Every section has comments + defaults in `config.example.toml`—read that file for hints.

MCP Bridge Guide
----------------

MiniBot can discover and expose remote MCP tools as local tool bindings at startup. For each configured server,
MiniBot calls `tools/list`, builds local tool schemas dynamically, and exposes tool names in this format:

- `<name_prefix>_<server_name>__<remote_tool_name>`

For example, with `name_prefix = "mcp"`, `server_name = "dice_cli"`, and remote tool `roll_dice`,
the local tool name becomes `mcp_dice_cli__roll_dice`.

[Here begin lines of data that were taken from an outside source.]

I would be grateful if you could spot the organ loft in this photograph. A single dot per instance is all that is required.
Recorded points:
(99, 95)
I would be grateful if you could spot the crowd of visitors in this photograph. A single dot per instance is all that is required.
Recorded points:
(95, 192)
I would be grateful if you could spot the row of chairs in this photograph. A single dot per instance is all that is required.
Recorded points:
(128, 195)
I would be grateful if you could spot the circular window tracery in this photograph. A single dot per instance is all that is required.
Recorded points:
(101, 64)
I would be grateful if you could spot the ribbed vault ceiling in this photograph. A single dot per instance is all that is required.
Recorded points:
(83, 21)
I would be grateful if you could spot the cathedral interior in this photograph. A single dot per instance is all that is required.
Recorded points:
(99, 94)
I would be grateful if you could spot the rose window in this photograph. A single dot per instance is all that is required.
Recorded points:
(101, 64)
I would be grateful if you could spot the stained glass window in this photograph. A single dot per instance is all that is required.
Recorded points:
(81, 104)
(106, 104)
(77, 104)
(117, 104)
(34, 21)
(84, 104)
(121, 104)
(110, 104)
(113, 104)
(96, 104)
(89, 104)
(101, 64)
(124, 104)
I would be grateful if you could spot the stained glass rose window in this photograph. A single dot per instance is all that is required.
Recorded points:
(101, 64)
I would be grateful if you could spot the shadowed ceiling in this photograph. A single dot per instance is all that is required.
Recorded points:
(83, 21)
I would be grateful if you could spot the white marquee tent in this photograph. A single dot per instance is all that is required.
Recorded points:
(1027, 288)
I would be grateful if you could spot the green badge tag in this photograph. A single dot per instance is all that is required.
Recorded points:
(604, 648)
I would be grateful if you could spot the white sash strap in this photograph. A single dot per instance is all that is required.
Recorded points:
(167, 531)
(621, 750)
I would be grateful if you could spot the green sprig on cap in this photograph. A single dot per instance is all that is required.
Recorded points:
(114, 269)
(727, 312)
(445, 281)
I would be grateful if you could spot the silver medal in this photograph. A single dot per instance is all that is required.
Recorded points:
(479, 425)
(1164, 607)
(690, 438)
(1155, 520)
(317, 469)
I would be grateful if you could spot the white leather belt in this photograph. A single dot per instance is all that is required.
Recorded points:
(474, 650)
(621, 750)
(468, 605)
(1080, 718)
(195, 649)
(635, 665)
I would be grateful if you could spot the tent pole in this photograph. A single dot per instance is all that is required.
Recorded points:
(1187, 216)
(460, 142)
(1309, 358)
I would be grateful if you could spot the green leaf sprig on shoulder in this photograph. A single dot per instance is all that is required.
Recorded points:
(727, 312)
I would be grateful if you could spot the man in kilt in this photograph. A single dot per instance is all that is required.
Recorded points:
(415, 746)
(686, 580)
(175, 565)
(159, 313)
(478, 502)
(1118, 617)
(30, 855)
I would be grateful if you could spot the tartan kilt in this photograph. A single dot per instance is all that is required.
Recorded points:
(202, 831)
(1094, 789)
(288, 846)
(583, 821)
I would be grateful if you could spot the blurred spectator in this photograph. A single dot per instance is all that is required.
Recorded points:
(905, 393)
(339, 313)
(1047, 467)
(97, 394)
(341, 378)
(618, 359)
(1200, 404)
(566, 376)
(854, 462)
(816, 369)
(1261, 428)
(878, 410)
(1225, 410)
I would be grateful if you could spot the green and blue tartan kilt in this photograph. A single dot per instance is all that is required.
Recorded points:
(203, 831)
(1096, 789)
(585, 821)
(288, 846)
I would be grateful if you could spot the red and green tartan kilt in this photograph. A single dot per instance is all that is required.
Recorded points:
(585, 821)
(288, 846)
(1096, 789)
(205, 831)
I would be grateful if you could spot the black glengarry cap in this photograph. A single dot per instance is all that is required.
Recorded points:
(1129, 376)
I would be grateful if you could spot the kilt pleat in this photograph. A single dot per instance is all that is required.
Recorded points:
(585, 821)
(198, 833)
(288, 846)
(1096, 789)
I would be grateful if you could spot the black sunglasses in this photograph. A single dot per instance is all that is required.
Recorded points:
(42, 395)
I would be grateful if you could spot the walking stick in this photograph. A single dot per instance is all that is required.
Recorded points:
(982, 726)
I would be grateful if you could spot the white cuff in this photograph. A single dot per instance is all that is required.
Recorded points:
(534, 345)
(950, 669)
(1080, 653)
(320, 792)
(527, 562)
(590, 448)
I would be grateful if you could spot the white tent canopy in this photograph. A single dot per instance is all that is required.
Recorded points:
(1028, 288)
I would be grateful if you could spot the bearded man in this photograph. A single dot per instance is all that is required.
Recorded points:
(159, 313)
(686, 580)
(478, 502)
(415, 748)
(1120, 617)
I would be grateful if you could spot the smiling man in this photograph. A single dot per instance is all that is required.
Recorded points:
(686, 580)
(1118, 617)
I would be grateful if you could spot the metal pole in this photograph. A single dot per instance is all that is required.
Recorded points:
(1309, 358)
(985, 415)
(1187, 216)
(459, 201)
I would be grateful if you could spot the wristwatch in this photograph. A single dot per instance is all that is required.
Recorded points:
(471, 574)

Enable the bridge in `config.toml`:

```toml
[tools.mcp]
enabled = true
name_prefix = "mcp"
timeout_seconds = 10
```

Add one or more server entries.

Stdio transport example:

```toml
[[tools.mcp.servers]]
name = "dice_cli"
transport = "stdio"
command = "python"
args = ["tests/fixtures/mcp/stdio_dice_server.py"]
env = {}
cwd = "."
enabled_tools = []
disabled_tools = []
```

HTTP transport example:

```toml
[[tools.mcp.servers]]
name = "dice_http"
transport = "http"
url = "http://127.0.0.1:8765/mcp"
headers = {}
enabled_tools = []
disabled_tools = []
```

Playwright MCP server example:

Requires Node.js (and `npx`) on the host running MiniBot.

```toml
[[tools.mcp.servers]]
name = "playwright-cli"
transport = "stdio"
command = "npx"
# Notice: if npx is not on PATH (for example with asdf), use "/home/myuser/.asdf/shims/npx".
args = [
  # Recommended: pin a version if --output-dir behavior affects you
  "@playwright/mcp@0.0.64",
  # Or use "@playwright/mcp@latest",

  # "--headless",
  "--browser=chromium",

  # Enable screenshots (vision) and PDFs
  "--caps=vision,pdf",

  # Output directory (screenshots/downloads/session)
  "--output-dir=./data/files/browser",

  # Persist browser state/session under output-dir
  "--save-session"
]
env = {}
cwd = "."
# enabled_tools = []
# disabled_tools = []
```

Tool filtering behavior:

- `enabled_tools`: if empty, all discovered tools are allowed; if set, only listed remote tool names are exposed.
- `disabled_tools`: always excluded, even if also present in `enabled_tools`.

Troubleshooting:

- If discovery fails for a server, startup logs include `failed to load mcp tools` with the server name.

Suggested model presets
-----------------------

- `openai_responses`: `gpt-5-mini` with `reasoning_effort = "medium"` is a solid default for a practical quality/cost balance.
- `openrouter`: `x-ai/grok-4.1-fast` with medium reasoning effort is a comparable quality/cost balance default.

Scheduler Guide
---------------

Schedule by chatting naturally. MiniBot understands reminders for one-time and recurring prompts, and keeps
jobs persisted in SQLite so they survive restarts.

Use plain prompts like:

- "Remind me in 30 minutes to check my email."
- "At 7:00 AM tomorrow, ask me for my daily priorities."
- "Every day at 9 AM, remind me to send standup."
- "List my active reminders."
- "Cancel the standup reminder."

Notes:

- One-time and recurring reminders are supported.
- Recurrence minimum interval is `scheduler.prompts.min_recurrence_interval_seconds` (default `60`).
- Configure scheduler storage/polling under `[scheduler.prompts]` in `config.toml`.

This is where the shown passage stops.